The return flight was delayed, so I haven’t yet had a chance to review the new Century Foundation report on community college funding in any depth. But the quick gloss I was able to muster suggests that at a really basic level, we need to think through what we’re counting.
The headline about the study refers to differential funding per FTE across sectors. Predictably, it’s pretty glaring: community colleges get less funding than other sectors by several multiples. That’s an issue in itself, and I’m fully on board with those who argue that more funding is a baseline need for sustainable improvement. The reasons are familiar to longtime readers. But I was struck by the “per FTE” measure. I know they needed a common denominator, but “per FTE” takes a bad situation and compounds it.
At the Swarthmores of the world, “FTE” and “total enrollment” are probably pretty close. You could switch the latter for the former and it wouldn’t change the result much. But at most community colleges, “FTE” and “total enrollment” are far apart.

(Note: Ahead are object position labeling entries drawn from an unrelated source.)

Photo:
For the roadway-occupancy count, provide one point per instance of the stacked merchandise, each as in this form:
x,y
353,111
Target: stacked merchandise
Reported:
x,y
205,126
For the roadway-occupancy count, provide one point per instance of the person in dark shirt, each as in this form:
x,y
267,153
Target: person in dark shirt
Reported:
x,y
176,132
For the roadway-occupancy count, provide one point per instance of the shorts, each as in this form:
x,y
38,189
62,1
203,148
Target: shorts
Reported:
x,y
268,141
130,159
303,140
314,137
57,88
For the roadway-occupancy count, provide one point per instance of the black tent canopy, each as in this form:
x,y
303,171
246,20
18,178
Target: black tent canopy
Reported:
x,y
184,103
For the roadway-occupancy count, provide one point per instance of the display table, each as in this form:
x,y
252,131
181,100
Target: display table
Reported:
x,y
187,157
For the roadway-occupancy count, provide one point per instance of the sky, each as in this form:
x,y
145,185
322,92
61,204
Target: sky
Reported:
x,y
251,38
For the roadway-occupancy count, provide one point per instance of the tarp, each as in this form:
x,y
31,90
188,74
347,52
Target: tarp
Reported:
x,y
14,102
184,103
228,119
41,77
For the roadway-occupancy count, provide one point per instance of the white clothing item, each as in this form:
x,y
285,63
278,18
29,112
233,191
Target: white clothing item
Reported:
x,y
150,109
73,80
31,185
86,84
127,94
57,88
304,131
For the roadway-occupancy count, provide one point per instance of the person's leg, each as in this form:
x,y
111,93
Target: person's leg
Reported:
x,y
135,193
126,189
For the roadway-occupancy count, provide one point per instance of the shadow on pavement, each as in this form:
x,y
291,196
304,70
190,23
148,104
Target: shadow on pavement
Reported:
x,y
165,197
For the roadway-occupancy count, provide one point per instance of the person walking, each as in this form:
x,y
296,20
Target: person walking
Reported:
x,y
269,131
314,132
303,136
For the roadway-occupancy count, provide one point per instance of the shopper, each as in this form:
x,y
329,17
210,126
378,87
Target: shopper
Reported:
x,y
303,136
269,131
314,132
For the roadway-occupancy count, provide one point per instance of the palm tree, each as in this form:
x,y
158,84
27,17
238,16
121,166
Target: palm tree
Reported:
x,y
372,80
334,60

That’s because a majority of community college students are “part-time,” even using the 12-credit threshold that falls short of the official FTE measure of 15.* A college with an FTE of 4,000 might have a student headcount of 10,000. In that context, choosing between “per FTE” and “per student” makes an enormous difference.
The argument for going “per student” is that there’s no reason to believe that part-time students use only the proportion of student services and campus resources that aligns with their proportion of 15 credits. Many use far more. In fact, the students who are able to take 15 credits per semester are often the ones with relatively solid family financial support and somewhat fewer demands on their time than others. If we provide only enough advisors for the number of FTE students we have, we won’t reach most of our students. It takes just as long to advise a part-time student as a full-time one. It takes just as long to prepare a financial aid package for a part-time student as for a full-time one. A part-time student with psychological issues won’t scale those issues back to part-time. Many of our most vulnerable student populations -- the ones that require the most wraparound support -- attend part-time because it’s all they can manage. But they use support far beyond that.
That’s not a criticism of the students. I want students to access the support they need. It’s a criticism of a simplistic measure. FTE is a plausible measure of students in classroom seats, but it’s pretty far from a measure of the services and staffing required. Raw headcount may be too much, but FTE is far too little.
Similarly, the report calls for some of the proposed increased funding to go to increasing the percentage of full-time faculty. I’m fully on board with that, too, for a whole host of reasons. But the report refers to a raw headcount of adjunct faculty as against full-timers, which can be misleading.
I’ll illustrate with a hypothetical department. The Quantum Basketweaving department (motto: “where did the stitch go?”) has four full-timers and six adjuncts, for a headcount ratio of 2:3. One full-timer is the chair, who gets a course release and teaches four courses in load. The others teach five courses each in load. The adjuncts average two courses each. That gives the department 19 courses taught by full-timers and 12 by adjuncts. The ratio basically flipped based on whether you counted classes or people. From a student perspective, the odds of getting a full-timer teaching a given section are 19:12, not 2:3.
As with FTE, the difference between the measures -- sections or people -- matters more at community colleges. That’s because full-timers here teach more sections in load than full-timers in other places. At places where a full-timer teaches two or three sections instead of five, and course releases are more common, headcount might give a fairly accurate picture of classes. Here, it simply doesn’t. At my own college, adjuncts far outnumber full-timers, but sections taught by full-timers outnumber sections taught by adjuncts. Definitions matter.
If we want to argue for parity across sectors, we shouldn’t default to measures that inadvertently rely on distortions that work to the disadvantage of community colleges. The fact that industry “default” settings work against us is, itself, part of the problem.
The most interesting prospect of the report -- which I need to set aside time to pore over -- is the idea of a baseline number for how much money community colleges need to do their job well. Off the top of my head, that involves judgments about what “the job” is, how good is good enough and how we know, and some regional multipliers to reflect differences in cost of living. A number that might work in South Carolina, where we passed billboards advertising new construction houses “starting in the $200’s,” wouldn’t work here.
If we count the wrong things, we’ll wind up endorsing unfunded mandates without even knowing why, and then blaming colleges for struggling under their weight. Here’s hoping this study is more thoughtful than most...
* 15 credits = 60 credits/4 semesters. 12 credits= the federal definition of full-time. The difference leads to no end of confusion for students. Every spring brings some angry calls: “But I’ve been full-time for two years! It’s a two-year school! I passed everything! What do you mean I’m not graduating?” The answer “well, yeah, you were full-time, but you weren’t full-time full-time” isn’t very satisfying.